Les 21 Grands Prix du calendrier sont tous réalisés par le championnat, à l'exception de Monaco. La F1 fournit ensuite les images à chaque diffuseur, comme Canal + en France. L'arrivée de Liberty Media, qui a pris en charge l'aspect commercial de la F1 début 2017, a mené à des changements dans la façon dont les informations sont présentées, et des données sont régulièrement ajoutées, notamment autour des stratégies.

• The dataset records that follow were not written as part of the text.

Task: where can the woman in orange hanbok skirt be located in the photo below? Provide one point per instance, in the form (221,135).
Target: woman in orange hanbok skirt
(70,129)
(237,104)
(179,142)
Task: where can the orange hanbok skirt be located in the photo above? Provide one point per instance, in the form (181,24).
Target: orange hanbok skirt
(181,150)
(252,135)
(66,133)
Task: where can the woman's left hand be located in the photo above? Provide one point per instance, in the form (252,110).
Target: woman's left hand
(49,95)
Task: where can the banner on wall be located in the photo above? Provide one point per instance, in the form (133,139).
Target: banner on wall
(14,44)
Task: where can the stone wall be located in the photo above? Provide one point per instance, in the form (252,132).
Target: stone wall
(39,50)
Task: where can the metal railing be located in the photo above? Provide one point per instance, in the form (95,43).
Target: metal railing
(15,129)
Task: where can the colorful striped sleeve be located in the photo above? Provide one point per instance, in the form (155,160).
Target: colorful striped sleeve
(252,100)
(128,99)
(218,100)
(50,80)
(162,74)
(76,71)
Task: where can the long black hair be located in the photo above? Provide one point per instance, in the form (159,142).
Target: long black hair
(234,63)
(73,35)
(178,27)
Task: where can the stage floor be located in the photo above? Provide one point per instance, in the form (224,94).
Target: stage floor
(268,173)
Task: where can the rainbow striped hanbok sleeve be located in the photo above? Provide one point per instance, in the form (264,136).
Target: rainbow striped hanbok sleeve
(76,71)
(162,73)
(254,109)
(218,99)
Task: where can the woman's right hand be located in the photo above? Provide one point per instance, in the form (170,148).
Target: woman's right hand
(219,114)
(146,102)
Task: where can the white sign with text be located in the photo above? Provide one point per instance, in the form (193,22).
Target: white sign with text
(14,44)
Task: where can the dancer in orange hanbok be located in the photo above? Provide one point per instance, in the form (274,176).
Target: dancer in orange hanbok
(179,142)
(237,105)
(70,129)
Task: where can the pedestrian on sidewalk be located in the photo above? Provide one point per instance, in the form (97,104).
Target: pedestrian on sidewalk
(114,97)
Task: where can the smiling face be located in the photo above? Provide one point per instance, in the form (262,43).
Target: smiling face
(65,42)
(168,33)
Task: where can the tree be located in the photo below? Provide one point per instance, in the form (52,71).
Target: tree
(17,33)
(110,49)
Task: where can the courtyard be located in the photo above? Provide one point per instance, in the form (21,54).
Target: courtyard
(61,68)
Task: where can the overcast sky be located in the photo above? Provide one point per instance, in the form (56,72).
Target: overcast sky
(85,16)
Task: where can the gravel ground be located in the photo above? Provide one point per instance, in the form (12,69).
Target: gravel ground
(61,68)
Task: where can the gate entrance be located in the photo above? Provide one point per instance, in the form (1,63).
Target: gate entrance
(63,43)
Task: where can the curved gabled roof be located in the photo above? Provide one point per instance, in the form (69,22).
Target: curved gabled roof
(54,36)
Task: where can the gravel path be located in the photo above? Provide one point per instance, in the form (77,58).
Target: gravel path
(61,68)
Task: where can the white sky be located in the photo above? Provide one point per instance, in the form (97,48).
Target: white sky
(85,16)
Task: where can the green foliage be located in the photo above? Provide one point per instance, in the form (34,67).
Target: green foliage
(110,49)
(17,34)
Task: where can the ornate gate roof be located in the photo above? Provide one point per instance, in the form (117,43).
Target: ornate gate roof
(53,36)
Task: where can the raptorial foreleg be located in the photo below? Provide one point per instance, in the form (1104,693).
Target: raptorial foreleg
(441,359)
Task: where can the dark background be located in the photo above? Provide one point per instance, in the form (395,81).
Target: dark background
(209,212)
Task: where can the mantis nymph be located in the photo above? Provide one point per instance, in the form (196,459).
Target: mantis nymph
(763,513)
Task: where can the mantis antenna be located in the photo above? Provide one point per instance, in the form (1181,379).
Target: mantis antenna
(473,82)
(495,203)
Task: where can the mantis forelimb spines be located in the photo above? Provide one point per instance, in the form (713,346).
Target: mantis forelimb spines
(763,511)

La réalisation est en grande partie faite sur place même si une équipe au Royaume-Uni participe également à la production. La diffusion est très technique et à Hockenheim, un incendie dans un camion a failli perturber le week-end. Autour des tracés, le dispositif est lourd : à Singapour, la F1 aura 23 caméras autour de la piste, auxquelles il faut ajouter les images des caméras embarquées. Peu de compétitions sont aussi difficiles à filmer qu'une course automobile puisque les cadreurs et l'équipe de réalisation doivent suivre ce qui se passe à chaque échelon de la course et sur chaque portion du circuit.

« Dans un Grand Prix, 20 histoires différentes ont lieu en même temps, et il faut raconter ces histoires en étant les plus complets possibles, » souligne Dean Locke, le responsable de la diffusion des courses au sein de la F1. « A titre de comparaison, si besoin, on peut couvrir un match de football avec une seule caméra, on a un seul ballon et un petit terrain. Nous avons 20 ballons et un très grand terrain ! Dix équipes sont sur ce terrain et elles jouent un jeu différent entre elles. Pour équilibrer toutes ces strates, il faut jongler d'une manière complexe. »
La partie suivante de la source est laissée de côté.